Buying her English saddle was a knight mare but thank goodness the one I bought fit!!


----------



## beau159 (Oct 4, 2010)

Chaz80 said:


> She has an English 16 inch seat and 8 inch wide.
> 
> I do not know the sizing of western saddles


Since I assume your daughter is still growing, I probably wouldn't get anything smaller than a 14" seat for a Western saddle. 

My Tad Coffin jumping saddle is 17" and my barrel racing saddle is 14.5". I like a little "snugger" fit on my western saddles, so I'm a little outside the norm of 2 inches. 

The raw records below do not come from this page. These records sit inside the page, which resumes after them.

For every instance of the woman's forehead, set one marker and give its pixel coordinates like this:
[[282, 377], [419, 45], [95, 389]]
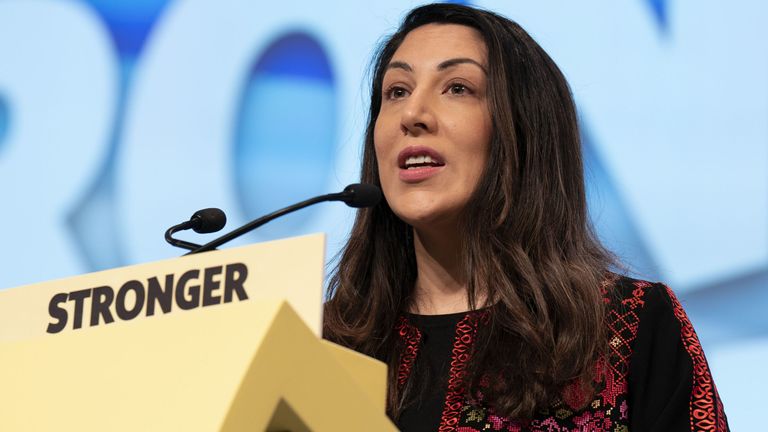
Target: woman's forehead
[[433, 44]]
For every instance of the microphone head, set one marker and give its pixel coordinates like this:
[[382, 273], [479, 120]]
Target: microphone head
[[208, 220], [360, 195]]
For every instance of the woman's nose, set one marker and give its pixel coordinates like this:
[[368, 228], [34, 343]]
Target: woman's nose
[[418, 116]]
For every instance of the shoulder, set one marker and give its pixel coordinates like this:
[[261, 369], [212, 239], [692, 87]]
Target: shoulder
[[671, 387], [624, 294]]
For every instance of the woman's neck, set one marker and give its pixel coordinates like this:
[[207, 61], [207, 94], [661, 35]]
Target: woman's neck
[[441, 284]]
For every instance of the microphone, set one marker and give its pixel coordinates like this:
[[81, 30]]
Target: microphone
[[356, 195], [202, 222]]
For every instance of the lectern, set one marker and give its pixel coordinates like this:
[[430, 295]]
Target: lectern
[[220, 341]]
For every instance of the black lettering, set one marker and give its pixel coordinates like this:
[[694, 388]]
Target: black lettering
[[56, 311], [120, 304], [156, 293], [194, 291], [79, 298], [236, 274], [102, 299], [210, 285]]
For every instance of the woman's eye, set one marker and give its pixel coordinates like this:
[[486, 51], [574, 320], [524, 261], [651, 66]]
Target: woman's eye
[[396, 93], [458, 89]]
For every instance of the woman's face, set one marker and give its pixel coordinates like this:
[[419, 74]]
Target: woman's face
[[433, 130]]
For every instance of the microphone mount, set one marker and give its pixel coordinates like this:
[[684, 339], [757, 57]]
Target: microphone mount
[[355, 195]]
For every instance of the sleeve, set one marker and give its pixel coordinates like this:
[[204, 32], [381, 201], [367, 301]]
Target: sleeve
[[670, 384]]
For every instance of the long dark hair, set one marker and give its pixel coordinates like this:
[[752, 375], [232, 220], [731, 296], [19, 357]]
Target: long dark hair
[[527, 241]]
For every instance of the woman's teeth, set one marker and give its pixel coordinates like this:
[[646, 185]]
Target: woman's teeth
[[419, 161]]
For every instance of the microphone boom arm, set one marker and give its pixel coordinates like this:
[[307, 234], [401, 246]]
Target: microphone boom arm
[[250, 226]]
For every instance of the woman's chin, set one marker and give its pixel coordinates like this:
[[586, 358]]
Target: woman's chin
[[428, 219]]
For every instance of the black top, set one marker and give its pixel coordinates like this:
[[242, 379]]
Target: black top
[[437, 334], [654, 377]]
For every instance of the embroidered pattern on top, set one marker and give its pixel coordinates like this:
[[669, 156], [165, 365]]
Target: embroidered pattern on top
[[706, 409]]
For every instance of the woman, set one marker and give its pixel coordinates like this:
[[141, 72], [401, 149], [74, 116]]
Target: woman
[[479, 280]]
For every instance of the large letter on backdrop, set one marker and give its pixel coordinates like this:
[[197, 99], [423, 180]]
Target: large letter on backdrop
[[60, 115]]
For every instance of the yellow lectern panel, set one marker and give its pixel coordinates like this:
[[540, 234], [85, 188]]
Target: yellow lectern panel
[[199, 343]]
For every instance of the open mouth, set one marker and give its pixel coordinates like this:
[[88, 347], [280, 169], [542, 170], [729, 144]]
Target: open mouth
[[416, 157], [421, 161]]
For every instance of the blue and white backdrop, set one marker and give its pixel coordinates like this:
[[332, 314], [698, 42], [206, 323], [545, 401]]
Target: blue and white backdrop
[[121, 118]]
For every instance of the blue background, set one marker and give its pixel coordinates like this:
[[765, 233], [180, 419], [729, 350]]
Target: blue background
[[253, 107]]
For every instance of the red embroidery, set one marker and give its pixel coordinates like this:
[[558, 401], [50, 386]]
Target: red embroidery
[[411, 336], [706, 409], [466, 330], [623, 325]]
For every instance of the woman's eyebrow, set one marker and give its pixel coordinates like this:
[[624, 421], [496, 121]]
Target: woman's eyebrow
[[441, 67], [457, 61], [400, 65]]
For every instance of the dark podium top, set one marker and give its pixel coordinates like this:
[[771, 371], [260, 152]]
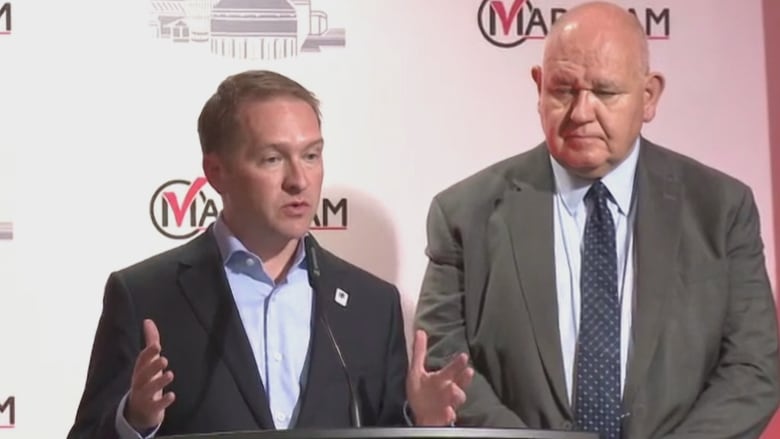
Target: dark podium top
[[394, 433]]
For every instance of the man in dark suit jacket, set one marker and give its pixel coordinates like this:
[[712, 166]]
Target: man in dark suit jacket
[[258, 334], [693, 352]]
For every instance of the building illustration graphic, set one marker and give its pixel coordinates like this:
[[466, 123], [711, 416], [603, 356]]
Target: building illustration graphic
[[246, 29]]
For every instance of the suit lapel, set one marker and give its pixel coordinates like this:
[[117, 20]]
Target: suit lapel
[[203, 282], [657, 238], [323, 359], [527, 211]]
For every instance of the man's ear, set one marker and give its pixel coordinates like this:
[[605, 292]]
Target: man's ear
[[654, 87]]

Are you working with someone who DOES know how to fit a Western saddle? Having fit both, I honestly think fitting Western saddles is more difficult because it's harder to see what's going on under the saddle. Plus, with an English saddle there's lots of modifications they can make to the tree; but you can't with Western. 

8 inch wide English saddle does not translate to anything Western. You have to look at gullet width, bar angle, the rock, twist of the bars, etc. 
I advise you to read over these websites to give yourself a basic education, but you will STILL need someone knowledgeable to help you. 
THE SADDLE
Factors That Affect Tree Fit

How is your daughter going to learn to ride Western? I assume she is going to be taking lessons from a trainer? Use that trainer to also help you fit the saddle to your horse. 

Chances are, a smaller 13.2 hand horse is going to need semi-quarter horse bars, but there are always exceptions. She does appear to be a broad nice-looking horse so she may be one of those exceptions. Just depends on her shoulder angle.


----------